Validation of antibody staining in serum-starved cells and validation of Cyclin D1 results by time-lapse imaging of mCitrine-Cyclin D1.
(A–B) Cells were serum starved for the indicated time and analyzed by western blotting (A) or IF (B). (B) Column 1: Quantification of western blots in (A). Column 2: Average IF signal of the indicated antibody signal across 3 replicate wells upon serum starvation for the amounts of time indicated in (A). Error bars represent standard deviation from 3 replicate wells. Column 3: Probability density of the indicated antibody signal at 0, 16, 48, 96, and 168 hours after serum withdrawal. (C) Time-lapse imaging of asynchronous mCitrine-Cyclin D1 knock-in MCF10A cells expressing H2B-mTurquoise and mCherry-tagged CDK2 sensor. Single cell traces of CDK2inc and CDK2low cells are colored blue and red, respectively, and computationally synchronized to anaphase onset. Upper panel: traces of CDK2 activity in control treatment. Middle panel: corresponding traces of mCitrine-Cyclin D1 level in control treatment. Lower panel: traces of mCitrine-Cyclin D1 level in cells that received 1.4 μM MLN4924 at 1-2 hours after anaphase onset. (D) Examples of single-cell traces of CDK2 activity and mCitrine-Cyclin D1 in 1 CDK2inc cell (top) and 1 CDK2low cell (bottom). In CDK2inc cells, mCitrine-Cyclin D1 levels are moderate in G1, fall in S phase, and increase again in G2, whereas mCitrine-Cyclin D1 levels begin to increase steadily shortly after mitosis in CDK2low cells. Orange arrows mark mitoses. Abbreviations: CDK2, Cyclin-Dependent Kinase 2; IF, immunofluorescence; R-point, Restriction Point.
Fig 5.
Data synthesis to generate maps of protein dynamics during cell-cycle progression and cell-cycle exit.

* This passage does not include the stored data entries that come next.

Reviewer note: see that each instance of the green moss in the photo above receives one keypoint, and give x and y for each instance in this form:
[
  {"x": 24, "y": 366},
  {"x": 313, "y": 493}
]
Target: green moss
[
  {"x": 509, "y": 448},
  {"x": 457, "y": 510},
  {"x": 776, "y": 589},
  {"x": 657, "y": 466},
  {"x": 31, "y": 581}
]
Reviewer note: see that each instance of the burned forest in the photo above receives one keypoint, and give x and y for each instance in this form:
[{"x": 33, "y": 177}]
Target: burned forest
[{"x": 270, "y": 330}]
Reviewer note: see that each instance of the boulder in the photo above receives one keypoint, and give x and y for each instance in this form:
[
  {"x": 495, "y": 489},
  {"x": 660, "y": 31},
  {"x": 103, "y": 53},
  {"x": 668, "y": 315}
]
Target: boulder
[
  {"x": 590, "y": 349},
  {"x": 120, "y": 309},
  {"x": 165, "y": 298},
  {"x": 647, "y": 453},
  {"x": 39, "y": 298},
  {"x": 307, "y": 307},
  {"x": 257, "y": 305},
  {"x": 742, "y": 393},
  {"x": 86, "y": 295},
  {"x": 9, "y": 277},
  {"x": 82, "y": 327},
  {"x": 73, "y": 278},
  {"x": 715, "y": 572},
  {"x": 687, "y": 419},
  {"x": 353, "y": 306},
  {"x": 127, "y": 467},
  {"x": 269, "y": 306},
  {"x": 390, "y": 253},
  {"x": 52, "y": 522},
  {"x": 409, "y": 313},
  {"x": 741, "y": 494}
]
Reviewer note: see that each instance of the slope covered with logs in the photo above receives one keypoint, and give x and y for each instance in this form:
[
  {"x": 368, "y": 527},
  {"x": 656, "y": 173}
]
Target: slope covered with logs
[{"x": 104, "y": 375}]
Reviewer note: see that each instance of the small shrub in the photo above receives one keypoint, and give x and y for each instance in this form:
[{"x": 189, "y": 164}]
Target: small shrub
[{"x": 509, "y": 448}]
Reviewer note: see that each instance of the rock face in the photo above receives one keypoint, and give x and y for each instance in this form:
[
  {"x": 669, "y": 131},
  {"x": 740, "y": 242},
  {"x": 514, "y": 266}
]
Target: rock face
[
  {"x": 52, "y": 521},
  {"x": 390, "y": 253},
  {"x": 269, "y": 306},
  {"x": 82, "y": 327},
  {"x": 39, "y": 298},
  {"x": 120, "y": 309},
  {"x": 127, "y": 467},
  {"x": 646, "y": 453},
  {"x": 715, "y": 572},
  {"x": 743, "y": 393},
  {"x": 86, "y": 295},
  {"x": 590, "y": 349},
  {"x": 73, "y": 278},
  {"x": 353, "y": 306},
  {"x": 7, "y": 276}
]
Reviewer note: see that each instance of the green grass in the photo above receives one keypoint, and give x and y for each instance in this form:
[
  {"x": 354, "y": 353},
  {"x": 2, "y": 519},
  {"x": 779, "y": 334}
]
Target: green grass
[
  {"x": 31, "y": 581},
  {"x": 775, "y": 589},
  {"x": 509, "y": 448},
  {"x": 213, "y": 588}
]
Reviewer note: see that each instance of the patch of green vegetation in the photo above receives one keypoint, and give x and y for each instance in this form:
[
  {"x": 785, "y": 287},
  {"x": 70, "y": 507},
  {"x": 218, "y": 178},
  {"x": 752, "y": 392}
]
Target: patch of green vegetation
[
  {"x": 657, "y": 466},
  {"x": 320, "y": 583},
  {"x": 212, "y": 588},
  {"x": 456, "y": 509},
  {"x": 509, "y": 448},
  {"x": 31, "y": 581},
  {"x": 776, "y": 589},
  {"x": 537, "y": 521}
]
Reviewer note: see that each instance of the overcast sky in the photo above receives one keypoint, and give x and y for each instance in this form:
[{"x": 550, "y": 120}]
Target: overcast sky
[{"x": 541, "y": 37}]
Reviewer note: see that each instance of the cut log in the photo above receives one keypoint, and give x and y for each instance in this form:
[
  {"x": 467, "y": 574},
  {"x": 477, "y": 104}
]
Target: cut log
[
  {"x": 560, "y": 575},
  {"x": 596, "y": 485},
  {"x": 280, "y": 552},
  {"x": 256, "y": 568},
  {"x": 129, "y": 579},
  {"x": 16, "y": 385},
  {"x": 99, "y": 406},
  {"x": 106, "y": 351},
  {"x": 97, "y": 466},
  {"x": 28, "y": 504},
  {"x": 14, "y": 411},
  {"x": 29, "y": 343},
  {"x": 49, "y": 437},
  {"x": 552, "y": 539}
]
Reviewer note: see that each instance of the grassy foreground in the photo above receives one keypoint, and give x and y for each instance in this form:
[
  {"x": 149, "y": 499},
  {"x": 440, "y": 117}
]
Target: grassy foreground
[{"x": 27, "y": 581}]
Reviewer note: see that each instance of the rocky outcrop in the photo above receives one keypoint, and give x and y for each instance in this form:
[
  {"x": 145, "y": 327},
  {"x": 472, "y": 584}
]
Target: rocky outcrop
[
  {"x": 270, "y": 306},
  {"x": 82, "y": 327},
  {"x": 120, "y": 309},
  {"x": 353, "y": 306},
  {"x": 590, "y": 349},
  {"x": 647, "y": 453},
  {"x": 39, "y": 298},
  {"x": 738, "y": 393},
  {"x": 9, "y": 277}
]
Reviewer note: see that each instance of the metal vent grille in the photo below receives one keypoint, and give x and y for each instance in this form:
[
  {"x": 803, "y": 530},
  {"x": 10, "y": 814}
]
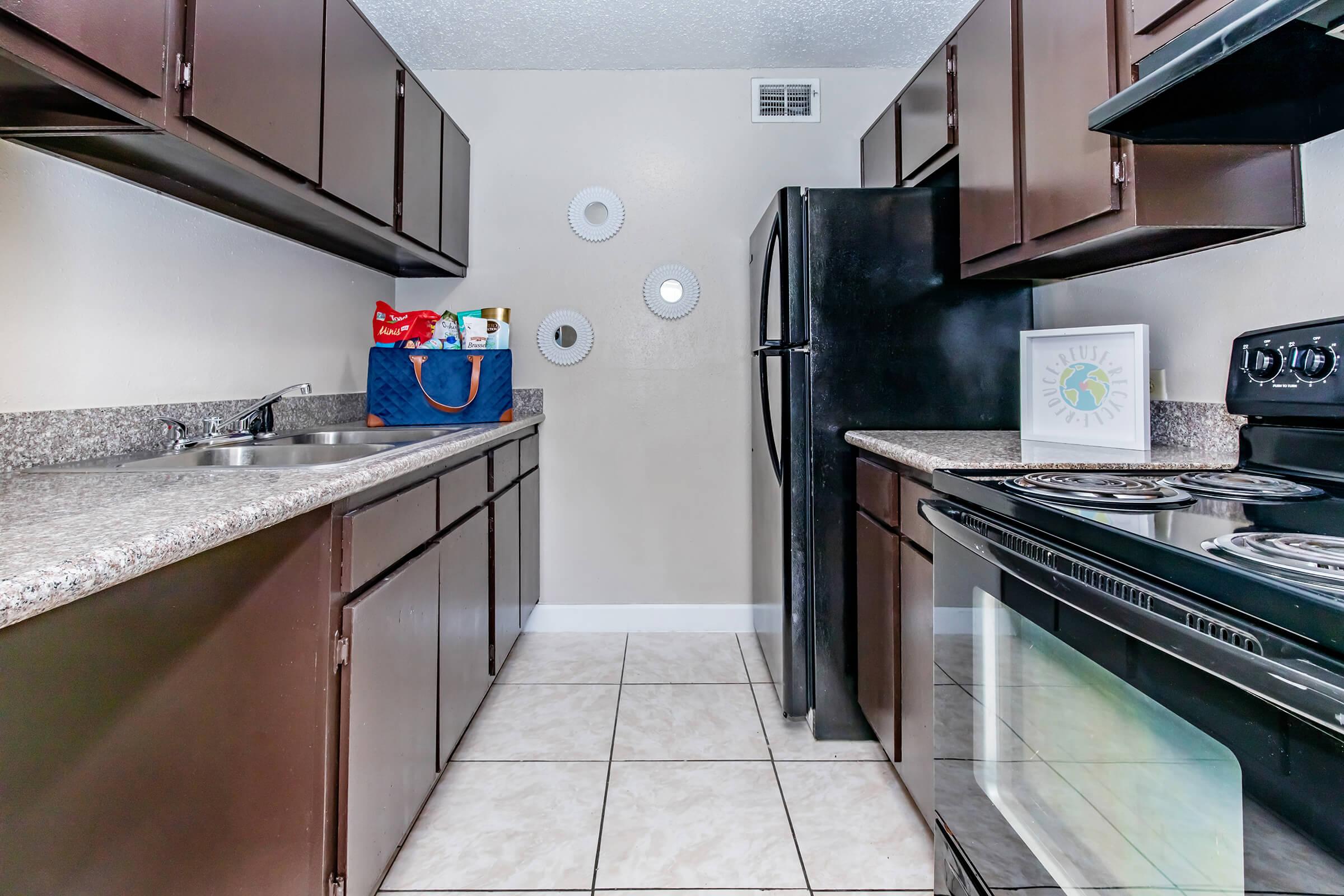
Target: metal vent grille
[{"x": 787, "y": 100}]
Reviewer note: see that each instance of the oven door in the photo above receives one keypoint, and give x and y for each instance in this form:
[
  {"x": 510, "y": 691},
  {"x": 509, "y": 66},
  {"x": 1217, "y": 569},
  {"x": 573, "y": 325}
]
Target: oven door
[{"x": 1097, "y": 732}]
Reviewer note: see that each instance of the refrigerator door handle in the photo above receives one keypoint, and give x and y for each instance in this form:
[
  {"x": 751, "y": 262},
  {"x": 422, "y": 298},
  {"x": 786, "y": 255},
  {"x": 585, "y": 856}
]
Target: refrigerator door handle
[
  {"x": 772, "y": 245},
  {"x": 767, "y": 419}
]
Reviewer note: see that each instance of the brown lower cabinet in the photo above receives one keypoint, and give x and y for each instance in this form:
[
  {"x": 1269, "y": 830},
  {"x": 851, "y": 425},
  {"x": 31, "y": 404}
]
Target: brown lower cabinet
[
  {"x": 389, "y": 696},
  {"x": 530, "y": 543},
  {"x": 464, "y": 628},
  {"x": 916, "y": 762},
  {"x": 274, "y": 711},
  {"x": 894, "y": 615},
  {"x": 506, "y": 597}
]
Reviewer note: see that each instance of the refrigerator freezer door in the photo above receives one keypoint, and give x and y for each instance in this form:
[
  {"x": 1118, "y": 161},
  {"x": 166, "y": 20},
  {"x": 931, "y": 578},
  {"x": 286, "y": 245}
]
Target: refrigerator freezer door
[
  {"x": 777, "y": 284},
  {"x": 778, "y": 536}
]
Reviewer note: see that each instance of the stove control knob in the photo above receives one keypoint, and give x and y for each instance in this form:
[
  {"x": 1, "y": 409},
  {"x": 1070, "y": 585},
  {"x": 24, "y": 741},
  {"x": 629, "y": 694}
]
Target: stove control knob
[
  {"x": 1264, "y": 365},
  {"x": 1311, "y": 363}
]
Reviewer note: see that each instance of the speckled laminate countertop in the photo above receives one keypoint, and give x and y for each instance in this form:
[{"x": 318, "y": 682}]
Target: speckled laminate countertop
[
  {"x": 933, "y": 450},
  {"x": 69, "y": 535}
]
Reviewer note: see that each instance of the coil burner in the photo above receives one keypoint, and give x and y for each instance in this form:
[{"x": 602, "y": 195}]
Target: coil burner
[
  {"x": 1103, "y": 491},
  {"x": 1316, "y": 561},
  {"x": 1238, "y": 486}
]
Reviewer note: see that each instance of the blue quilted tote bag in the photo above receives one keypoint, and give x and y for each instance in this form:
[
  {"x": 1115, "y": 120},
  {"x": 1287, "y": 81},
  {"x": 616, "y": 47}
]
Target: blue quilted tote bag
[{"x": 440, "y": 388}]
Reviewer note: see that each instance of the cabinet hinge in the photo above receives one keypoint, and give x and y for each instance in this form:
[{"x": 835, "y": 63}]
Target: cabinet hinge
[
  {"x": 340, "y": 655},
  {"x": 183, "y": 77}
]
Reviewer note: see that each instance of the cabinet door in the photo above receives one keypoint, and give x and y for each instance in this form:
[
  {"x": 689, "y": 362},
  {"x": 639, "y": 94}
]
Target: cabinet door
[
  {"x": 926, "y": 115},
  {"x": 360, "y": 115},
  {"x": 987, "y": 123},
  {"x": 458, "y": 193},
  {"x": 388, "y": 716},
  {"x": 1067, "y": 68},
  {"x": 124, "y": 36},
  {"x": 506, "y": 610},
  {"x": 879, "y": 631},
  {"x": 916, "y": 765},
  {"x": 464, "y": 628},
  {"x": 421, "y": 164},
  {"x": 257, "y": 77},
  {"x": 530, "y": 543},
  {"x": 878, "y": 151}
]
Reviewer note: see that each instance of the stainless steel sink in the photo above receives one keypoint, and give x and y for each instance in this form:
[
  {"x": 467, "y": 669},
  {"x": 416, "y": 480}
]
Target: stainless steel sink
[
  {"x": 361, "y": 436},
  {"x": 328, "y": 446},
  {"x": 268, "y": 456}
]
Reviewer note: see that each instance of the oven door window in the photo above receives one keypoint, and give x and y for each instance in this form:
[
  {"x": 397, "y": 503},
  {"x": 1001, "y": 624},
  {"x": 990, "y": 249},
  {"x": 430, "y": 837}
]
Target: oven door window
[{"x": 1105, "y": 786}]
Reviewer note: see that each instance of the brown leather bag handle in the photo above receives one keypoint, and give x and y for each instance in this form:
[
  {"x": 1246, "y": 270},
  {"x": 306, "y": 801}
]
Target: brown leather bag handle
[{"x": 476, "y": 382}]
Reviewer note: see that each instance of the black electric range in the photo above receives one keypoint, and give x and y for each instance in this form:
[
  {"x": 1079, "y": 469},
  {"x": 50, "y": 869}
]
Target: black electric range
[{"x": 1140, "y": 676}]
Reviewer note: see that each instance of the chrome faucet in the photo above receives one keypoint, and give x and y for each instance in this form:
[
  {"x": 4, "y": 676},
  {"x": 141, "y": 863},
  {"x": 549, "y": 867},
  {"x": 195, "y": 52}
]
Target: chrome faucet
[
  {"x": 257, "y": 421},
  {"x": 260, "y": 417}
]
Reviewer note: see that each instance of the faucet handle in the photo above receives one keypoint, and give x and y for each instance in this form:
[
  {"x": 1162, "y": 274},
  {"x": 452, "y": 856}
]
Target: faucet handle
[{"x": 175, "y": 426}]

(A) Moving average traces from Fig 3 Column 2 were normalized such that the minimum signal experienced across CDK2inc and CDK2low data for a given protein was set to 0, and the maximum signal experienced across CDK2inc and CDK2low data for this protein was set to 1. The approximate time spent in G1, S, or G2 phases is marked above the plots, based on EdU incorporation data from Fig 1H. Group 1 (top row): protein signals that are “off” in quiescent cells. Group 2 (bottom row): protein signals that change dynamically over time in quiescent cells. (B) Schematized representation of the data from (A).